- Born: William Franklin Orr May 28, 1936 near Hillsburgh, Ontario, Canada
- Died: February 13, 2021 (aged 84) Toronto, Ontario, Canada
- Occupation(s): journalist, author
- Years active: 1962–2021
- Employer: The Toronto Star
- Spouse: Shirley Turner ​ ​(m. 1961; died 2019)​

= Frank Orr =

Canadian journalist (1936–2021)

William Franklin Orr (May 28, 1936 – February 13, 2021) was a Canadian sports author and journalist.

== Career ==
Born and raised on a farm near Hillsburgh, Ontario, Orr attended Guelph Collegiate and started out working for radio stations in Chatham and Sault Ste. Marie. He also was a sports editor with the Guelph Mercury and Cornwall Standard-Freeholder. He joined the Toronto Star in 1961, and covered the National Hockey League, and specifically the Toronto Maple Leafs. He also wrote on the 1972 Summit Series and several IIHF World Junior Hockey Championships. He has also authored over 30 books related to sports and has contributed to over 60 additional titles.

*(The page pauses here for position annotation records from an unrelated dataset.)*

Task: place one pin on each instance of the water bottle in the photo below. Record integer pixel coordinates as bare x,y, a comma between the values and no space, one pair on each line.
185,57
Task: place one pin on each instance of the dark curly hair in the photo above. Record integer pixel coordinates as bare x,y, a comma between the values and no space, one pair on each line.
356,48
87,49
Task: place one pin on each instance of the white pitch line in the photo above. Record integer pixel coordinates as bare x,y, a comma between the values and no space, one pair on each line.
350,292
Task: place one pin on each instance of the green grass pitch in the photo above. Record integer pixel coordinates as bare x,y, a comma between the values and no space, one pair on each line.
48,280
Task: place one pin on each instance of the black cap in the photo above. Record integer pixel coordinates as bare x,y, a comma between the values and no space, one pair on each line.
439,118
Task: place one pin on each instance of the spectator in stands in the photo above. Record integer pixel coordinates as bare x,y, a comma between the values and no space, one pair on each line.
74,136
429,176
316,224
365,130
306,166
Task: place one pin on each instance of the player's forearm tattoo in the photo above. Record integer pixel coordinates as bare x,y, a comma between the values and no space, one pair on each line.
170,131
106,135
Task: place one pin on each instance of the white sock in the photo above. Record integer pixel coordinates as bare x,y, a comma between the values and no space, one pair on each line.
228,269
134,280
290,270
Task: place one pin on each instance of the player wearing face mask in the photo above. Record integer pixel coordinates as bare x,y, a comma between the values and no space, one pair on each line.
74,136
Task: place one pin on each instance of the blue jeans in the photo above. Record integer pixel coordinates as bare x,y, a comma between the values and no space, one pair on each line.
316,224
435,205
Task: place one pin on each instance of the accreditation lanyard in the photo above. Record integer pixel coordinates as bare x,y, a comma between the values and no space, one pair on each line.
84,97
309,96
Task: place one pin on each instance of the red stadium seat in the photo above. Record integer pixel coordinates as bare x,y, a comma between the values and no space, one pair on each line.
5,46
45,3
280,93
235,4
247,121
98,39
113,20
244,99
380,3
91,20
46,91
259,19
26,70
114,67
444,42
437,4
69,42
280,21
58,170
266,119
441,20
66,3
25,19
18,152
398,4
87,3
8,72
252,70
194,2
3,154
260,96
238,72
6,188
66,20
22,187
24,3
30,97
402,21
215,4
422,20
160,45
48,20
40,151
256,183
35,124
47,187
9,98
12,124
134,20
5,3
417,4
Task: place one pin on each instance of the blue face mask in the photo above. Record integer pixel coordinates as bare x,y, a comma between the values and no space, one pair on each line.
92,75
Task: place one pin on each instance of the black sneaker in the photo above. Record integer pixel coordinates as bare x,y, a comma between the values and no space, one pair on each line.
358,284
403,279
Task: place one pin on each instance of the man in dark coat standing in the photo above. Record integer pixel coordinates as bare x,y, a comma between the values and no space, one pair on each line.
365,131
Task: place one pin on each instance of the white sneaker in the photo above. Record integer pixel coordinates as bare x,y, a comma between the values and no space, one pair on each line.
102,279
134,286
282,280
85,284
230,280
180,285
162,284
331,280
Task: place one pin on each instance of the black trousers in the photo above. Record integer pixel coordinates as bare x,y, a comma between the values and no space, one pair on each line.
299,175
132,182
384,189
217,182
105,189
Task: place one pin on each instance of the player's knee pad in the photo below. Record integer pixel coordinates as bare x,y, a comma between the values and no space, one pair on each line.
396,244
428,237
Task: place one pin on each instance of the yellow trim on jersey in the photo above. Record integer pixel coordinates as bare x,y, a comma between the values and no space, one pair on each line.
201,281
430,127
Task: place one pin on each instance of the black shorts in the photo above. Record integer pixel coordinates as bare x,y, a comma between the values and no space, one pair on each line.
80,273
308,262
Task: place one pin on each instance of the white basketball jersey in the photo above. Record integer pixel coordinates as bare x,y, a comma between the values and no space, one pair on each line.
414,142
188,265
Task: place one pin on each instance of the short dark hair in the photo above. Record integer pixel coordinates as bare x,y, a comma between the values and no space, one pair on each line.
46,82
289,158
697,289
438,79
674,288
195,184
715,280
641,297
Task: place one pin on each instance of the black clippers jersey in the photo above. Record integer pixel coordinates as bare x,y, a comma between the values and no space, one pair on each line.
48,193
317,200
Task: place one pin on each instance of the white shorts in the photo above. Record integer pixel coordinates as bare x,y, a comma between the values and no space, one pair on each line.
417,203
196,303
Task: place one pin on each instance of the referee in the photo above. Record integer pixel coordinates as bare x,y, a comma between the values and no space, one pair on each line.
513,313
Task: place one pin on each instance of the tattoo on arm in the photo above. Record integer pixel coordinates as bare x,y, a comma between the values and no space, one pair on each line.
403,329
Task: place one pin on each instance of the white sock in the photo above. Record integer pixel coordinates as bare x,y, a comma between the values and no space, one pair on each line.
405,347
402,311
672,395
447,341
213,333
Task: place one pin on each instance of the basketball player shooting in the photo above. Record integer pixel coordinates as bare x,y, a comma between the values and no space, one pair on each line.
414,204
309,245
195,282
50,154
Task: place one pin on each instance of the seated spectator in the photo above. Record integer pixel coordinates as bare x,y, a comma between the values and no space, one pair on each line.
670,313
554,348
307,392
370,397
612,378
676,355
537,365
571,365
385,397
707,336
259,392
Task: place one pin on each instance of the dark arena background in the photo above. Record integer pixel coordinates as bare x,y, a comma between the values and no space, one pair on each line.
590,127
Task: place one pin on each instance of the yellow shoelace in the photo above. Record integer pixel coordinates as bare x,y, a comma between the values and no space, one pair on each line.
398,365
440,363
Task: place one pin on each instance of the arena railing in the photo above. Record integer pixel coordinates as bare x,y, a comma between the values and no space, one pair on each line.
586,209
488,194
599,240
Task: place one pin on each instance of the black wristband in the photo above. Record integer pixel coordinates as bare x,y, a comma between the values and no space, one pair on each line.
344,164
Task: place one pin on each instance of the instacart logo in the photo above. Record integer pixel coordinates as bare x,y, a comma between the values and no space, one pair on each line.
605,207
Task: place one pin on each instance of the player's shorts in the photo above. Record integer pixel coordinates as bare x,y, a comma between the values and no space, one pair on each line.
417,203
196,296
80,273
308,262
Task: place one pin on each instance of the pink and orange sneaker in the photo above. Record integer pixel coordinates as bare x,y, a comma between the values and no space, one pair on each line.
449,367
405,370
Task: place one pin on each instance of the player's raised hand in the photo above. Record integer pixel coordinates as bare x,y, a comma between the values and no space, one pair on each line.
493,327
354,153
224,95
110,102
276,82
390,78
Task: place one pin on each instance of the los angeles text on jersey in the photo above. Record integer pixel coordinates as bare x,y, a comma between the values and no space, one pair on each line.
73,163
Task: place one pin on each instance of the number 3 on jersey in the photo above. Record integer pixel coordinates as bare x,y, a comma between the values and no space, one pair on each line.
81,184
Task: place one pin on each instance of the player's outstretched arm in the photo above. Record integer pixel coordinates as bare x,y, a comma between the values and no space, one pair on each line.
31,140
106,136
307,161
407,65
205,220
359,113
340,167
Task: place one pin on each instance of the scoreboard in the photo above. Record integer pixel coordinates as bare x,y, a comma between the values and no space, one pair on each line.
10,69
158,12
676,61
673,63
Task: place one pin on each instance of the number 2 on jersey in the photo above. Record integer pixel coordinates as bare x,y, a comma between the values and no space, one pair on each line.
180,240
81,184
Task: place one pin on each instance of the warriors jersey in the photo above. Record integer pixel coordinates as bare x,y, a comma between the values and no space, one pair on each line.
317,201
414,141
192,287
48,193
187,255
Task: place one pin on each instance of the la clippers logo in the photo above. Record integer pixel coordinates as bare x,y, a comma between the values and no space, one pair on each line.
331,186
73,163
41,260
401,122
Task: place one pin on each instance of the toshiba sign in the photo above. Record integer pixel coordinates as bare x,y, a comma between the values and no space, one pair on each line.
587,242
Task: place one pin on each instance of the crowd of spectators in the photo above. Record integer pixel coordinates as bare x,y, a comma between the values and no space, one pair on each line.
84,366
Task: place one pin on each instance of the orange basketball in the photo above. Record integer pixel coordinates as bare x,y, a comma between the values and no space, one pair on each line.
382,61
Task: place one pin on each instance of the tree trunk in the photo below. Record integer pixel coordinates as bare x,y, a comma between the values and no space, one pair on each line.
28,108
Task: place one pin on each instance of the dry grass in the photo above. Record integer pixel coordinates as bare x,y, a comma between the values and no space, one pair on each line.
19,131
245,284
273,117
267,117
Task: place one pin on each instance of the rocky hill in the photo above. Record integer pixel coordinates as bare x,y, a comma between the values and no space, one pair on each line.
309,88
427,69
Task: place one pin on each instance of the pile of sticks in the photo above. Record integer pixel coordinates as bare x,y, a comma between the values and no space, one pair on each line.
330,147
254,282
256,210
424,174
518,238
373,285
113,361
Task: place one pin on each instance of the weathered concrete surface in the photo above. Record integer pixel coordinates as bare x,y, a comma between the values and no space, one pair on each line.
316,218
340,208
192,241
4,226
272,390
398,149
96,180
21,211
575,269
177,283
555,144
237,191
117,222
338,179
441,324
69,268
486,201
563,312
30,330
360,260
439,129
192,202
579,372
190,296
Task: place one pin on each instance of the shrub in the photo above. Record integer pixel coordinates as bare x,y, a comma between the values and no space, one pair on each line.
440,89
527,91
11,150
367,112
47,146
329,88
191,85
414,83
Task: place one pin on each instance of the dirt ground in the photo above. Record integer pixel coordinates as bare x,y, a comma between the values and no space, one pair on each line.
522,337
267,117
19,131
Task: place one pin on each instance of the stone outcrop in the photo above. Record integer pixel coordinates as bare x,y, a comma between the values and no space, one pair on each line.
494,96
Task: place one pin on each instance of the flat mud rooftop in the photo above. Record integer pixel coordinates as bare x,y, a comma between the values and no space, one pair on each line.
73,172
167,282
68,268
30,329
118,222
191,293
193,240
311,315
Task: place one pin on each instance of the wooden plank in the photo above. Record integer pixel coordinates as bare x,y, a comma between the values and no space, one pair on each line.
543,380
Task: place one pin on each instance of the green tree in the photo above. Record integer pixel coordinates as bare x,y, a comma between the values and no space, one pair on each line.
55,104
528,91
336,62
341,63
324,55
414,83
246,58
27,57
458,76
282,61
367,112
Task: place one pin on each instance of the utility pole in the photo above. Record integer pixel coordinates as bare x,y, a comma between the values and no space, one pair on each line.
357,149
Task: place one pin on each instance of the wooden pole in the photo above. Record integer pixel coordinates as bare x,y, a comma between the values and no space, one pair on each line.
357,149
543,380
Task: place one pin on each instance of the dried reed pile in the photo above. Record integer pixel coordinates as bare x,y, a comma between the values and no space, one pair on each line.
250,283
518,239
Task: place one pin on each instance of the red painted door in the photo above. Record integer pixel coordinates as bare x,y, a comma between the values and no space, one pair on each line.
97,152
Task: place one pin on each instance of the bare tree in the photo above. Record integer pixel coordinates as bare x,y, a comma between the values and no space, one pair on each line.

He won the Elmer Ferguson Memorial Award and was inducted into the Hockey Hall of Fame in 1989 in the media category, and received a lifetime achievement award from Sports Media Canada in 2003. In 2004, he was honoured with an induction into the Etobicoke Sports Hall of Fame. Orr was inducted into the Canadian Motorsport Hall of Fame in 2021, with voters citing his contribution to motorsport coverage in The Toronto Star as significant to Canadian motorsport.

Orr resided in Etobicoke with his wife Shirley. He died on February 13, 2021, at the age of 84.